Lo sguardo scende piano da lassù insieme a quel corpo esanime, fino ai piedi della Croce, dove la scena si presenta completamente diversa. Qui non ci sono rumori né voci, l’agitazione di chi ha un compito da svolgere lascia il posto all’immobilità, il silenzio dilaga. Se in cima alla Croce gli uomini si davano da fare gridando, ai suoi piedi le donne sono ammutolite dal dolore, il capo chino sotto il peso della tragedia. Le Marie, rigide nei loro abiti dai panneggi scolpiti dalla luce, si stringono immobili alla Madonna, pietrificata in un dolore infinito. Il Battista, giovane e disperato, nasconde il volto nelle mani incapace di sopportare la vista di quella realtà inammissibile. I gesti sono minimi, i suoni spariti, tutto è compiuto e non si può più tornare indietro.
Unico elemento animato della scena, la Maddalena, che cade in ginocchio ai piedi della Croce, con il meraviglioso abito rosso fiamma che le fluttua intorno al corpo piegato dal dolore, le braccia che stringono disperatamente le gambe della Madonna, come per cercare in Lei un Perdono per questo errore fatale che possa racchiudere l’Umanità intera.

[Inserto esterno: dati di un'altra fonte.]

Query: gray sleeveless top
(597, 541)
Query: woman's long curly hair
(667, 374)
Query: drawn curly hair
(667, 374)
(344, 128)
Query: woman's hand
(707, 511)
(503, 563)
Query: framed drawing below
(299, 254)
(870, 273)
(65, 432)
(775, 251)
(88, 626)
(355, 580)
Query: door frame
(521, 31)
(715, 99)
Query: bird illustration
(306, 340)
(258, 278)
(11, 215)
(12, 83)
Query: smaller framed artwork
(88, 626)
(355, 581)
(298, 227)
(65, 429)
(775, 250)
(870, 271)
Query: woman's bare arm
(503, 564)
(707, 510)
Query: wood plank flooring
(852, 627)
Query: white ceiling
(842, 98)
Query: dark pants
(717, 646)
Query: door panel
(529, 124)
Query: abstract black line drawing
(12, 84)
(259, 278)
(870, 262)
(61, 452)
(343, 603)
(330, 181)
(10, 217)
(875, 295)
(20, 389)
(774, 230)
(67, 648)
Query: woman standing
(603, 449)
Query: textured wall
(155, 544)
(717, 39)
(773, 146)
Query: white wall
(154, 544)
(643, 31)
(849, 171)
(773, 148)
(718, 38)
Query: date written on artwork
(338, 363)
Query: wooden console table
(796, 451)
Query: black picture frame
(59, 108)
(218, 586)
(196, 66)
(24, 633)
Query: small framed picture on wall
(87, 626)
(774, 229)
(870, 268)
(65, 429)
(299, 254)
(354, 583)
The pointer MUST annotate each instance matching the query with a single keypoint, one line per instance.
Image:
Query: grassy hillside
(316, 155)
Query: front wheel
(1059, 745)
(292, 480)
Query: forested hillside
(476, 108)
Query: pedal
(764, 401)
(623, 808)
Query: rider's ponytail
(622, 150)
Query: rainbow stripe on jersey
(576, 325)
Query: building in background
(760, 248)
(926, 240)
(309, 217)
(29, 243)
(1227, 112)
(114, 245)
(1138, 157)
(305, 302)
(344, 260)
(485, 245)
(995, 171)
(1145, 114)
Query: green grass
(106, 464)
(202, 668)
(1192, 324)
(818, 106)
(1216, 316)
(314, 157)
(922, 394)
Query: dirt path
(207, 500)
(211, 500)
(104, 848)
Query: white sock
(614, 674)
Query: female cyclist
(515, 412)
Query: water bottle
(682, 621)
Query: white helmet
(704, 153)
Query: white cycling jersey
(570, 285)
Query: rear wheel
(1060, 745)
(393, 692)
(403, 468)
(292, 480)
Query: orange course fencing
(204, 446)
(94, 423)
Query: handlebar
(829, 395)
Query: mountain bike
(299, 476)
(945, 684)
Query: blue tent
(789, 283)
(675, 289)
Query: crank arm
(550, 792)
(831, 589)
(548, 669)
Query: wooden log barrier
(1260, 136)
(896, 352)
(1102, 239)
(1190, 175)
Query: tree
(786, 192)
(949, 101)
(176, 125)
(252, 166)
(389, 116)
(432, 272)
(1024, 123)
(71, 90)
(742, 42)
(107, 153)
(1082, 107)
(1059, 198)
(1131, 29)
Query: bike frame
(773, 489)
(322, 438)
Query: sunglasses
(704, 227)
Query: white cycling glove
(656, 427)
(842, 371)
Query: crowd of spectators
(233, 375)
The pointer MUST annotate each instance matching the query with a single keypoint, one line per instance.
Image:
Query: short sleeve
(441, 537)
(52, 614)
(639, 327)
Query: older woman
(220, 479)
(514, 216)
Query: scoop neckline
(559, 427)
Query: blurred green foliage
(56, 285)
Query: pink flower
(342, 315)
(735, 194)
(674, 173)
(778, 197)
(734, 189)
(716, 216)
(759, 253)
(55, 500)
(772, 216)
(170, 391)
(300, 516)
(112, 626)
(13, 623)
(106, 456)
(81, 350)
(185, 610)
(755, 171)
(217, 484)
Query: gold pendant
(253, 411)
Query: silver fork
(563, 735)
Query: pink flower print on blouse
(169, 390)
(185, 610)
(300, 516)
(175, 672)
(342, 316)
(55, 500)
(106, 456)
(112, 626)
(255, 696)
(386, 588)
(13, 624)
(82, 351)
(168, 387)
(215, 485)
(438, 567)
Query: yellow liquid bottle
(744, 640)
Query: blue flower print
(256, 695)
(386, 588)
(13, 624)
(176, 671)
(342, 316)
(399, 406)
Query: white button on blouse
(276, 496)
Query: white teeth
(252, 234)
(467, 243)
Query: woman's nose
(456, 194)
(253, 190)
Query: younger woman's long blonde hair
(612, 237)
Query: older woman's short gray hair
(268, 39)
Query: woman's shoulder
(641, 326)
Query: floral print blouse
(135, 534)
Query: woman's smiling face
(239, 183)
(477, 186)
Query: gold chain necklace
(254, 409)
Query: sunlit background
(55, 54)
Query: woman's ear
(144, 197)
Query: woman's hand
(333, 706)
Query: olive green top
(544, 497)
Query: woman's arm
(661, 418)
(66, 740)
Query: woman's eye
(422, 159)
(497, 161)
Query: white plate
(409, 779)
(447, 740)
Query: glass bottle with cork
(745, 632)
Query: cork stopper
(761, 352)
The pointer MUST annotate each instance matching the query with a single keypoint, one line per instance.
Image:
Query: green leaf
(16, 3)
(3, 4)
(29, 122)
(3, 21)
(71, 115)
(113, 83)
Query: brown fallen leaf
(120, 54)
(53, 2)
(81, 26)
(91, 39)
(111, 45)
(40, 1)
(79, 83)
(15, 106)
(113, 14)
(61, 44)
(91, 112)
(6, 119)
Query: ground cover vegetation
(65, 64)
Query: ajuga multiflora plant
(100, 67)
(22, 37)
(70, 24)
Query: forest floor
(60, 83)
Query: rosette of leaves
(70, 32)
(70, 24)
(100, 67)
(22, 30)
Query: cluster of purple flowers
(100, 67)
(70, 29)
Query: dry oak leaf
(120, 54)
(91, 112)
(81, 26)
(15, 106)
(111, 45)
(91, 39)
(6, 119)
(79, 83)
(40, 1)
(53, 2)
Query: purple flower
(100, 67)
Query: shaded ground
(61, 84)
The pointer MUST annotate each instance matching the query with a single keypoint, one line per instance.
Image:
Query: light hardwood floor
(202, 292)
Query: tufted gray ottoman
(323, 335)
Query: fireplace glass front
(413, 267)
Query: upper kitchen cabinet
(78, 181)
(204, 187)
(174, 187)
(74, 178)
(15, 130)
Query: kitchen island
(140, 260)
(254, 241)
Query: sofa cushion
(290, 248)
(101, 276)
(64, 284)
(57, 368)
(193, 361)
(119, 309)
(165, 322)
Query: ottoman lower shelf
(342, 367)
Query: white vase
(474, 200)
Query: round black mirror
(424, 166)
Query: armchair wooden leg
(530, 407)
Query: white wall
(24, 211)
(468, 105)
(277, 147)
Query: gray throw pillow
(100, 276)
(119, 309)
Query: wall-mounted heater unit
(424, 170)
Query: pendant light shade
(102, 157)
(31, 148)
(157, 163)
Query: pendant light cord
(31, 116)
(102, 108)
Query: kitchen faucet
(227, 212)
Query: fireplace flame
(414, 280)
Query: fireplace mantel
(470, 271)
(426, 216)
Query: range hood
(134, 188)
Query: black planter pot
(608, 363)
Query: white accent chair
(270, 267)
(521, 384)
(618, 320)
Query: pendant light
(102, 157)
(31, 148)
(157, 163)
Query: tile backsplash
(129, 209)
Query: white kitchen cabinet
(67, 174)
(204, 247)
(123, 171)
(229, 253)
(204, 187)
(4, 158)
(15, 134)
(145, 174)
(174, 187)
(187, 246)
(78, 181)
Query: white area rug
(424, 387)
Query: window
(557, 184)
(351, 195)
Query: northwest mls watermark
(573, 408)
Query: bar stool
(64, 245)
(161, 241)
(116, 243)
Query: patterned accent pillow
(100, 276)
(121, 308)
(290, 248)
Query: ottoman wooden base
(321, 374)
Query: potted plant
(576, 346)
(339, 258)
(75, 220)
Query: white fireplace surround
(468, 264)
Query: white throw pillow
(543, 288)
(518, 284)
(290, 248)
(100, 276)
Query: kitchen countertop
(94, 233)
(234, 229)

E’ bellissima, questa Maddalena viva, che piange e prega e libera la sua emozione per noi nel momento in cui tutti gli altri sono cristallizzati nel vuoto dei sentimenti rasi al suolo dalla falce della morte. E’ bellissima per il suo gesto così umano, sentito, e per come è rappresentata, con l’abito scarlatto che la avvolge con sensualità, la cintura dorata, i capelli biondi acconciati con raffinata eleganza, la pelle di alabastro che si intravede dal profilo del volto. Perché in effetti non si vede del tutto, quel viso, la Maddalena è voltata verso la Madonna in un modo che lascia scoprire solo l’orecchio e una piccola porzione della guancia, mentre sia gli occhi che la bocca restano in parte nascosti. Eppure è così che te la ricordi, dopo. Bellissima. Meravigliosa come una luce salvifica in mezzo a tutto quel dolore, quell’angoscia atroce, quello smarrimento dell’anima. La sua bellezza e il suo gesto vitale riaccendono la fiamma della speranza in quel vuoto senza più Dio, e istintivamente vai a cercare la risposta dove hai bisogno di trovarla, nel volto del Cristo morto. E a guardare bene, lassù, quello che sembra di vedere, è un piccolissimo sorriso.

Missione compiuta

Questa storia non la dimenticherò, è sicuro. Nell’era in cui la tecnologia ha fatto di qualunque luogo del pianeta il paese accanto, quei 33 minatori inghiottiti dalle viscere della terra sono diventati i vicini di tutti, e l’ansia per la loro sorte un sentimento comune al mondo. Da quando li hanno individuati ancora vivi là sotto, 17 giorni dopo il crollo della miniera, non c’è stato giorno in cui sia riuscita a non pensare a quegli uomini prigionieri dell’incubo più terrificante, ammassati in una grotta buia e senz’aria, con 700 metri di roccia sopra la testa e il pericolo continuo che una nuova frana potesse seppellirli per sempre. Per 70 infiniti giorni. A chiedersi se e quando, lassù, sarebbero riusciti nel miracolo di riportarli alla luce. Se lo chiedevano anche le loro famiglie, di sopra, sgomente di fronte alle immagini sfocate di quei visi spettrali e a quelle voci che salivano dall’abisso alterate dai microfoni e dalla paura. Mogli, madri, figli angosciati ma determinati a non muoversi di lì fino al punto di metterci le tende, su quella montagna maledetta, e restare lì giorno e notte a mangiare e dormire e pregare fino al momento in cui tutto fosse finito.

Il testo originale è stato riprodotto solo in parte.